Pogoda podczas 70. Turnieju Czterech Skoczni bywała kapryśna, ale najbardziej we znaki dała się we wtorek. Od samego rana w Innsbrucku mocno wiało i nad konkursem zebrały się czarne chmury. Mimo starań, zawodów nie udało się przeprowadzić i te musiały zostać odwołane. Zadecydowano, że rywalizacja zostanie przeniesiona do Bischofshofen.
Walka o Złotego Orła rozstrzygnie się więc na skoczni im. Paula Ausserleitnera, a pierwszy akt walki na tym obiekcie zobaczyliśmy w środowe popołudnie. I znów było się czym emocjonować, bo rywalizacja od pierwszych par była zacięta. W konkursie zobaczyliśmy czterech Polaków i trzech z nich awansowało do drugiej serii. Piotr Żyła zajął 18. miejsce, Dawid Kubacki 21., a Jakub Wolny 30. pozycje.
To mały powiew optymizmu po fatalnych tygodniach w wykonaniu Polaków.
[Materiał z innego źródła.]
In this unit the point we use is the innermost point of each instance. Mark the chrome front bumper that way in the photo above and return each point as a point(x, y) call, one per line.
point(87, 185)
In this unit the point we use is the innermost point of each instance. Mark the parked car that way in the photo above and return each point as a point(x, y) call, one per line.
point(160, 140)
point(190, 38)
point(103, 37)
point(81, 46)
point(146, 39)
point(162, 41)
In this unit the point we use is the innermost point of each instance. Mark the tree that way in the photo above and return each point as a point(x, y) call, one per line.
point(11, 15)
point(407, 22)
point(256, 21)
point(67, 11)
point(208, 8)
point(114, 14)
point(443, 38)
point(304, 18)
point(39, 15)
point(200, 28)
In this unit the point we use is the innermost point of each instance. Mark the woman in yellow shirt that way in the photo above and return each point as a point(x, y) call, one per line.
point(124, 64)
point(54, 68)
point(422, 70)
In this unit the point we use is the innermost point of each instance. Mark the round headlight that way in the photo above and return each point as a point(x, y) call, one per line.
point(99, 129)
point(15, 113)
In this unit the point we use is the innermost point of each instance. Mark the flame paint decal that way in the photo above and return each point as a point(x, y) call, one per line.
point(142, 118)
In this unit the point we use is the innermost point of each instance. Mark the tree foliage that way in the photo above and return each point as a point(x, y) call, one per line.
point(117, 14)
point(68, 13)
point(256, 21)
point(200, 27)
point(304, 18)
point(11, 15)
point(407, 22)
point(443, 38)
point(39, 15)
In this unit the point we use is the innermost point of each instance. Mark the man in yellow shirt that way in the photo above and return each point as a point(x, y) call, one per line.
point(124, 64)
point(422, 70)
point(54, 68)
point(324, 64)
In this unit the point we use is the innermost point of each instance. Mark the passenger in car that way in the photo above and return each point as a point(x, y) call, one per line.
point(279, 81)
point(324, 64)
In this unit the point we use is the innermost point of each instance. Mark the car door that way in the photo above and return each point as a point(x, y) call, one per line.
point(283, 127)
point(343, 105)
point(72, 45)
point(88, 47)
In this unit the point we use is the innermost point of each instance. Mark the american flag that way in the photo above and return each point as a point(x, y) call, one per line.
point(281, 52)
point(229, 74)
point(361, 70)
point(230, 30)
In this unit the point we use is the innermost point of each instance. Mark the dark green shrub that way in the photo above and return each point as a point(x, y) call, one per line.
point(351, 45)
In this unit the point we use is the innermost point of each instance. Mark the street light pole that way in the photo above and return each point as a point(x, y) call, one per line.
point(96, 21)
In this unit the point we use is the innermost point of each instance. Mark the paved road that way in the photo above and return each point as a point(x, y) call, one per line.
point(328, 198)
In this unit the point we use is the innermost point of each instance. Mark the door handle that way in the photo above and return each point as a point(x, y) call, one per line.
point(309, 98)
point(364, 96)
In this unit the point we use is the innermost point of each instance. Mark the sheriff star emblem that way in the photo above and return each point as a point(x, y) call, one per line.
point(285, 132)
Zwłaszcza próby Kubackiego dają nadzieje, że wraca do formy. Równych sobie nie miał natomiast Ryoyu Kobayashi. Japończyk po pierwszej serii co prawda przegrywał wyraźnie z Mariusem Lindvikiem, ale w rundzie finałowej z nawiązką odrobił straty i wygrał trzeci konkurs w turnieju. Kobayashi jest o krok od wywalczenia Złotego Orła.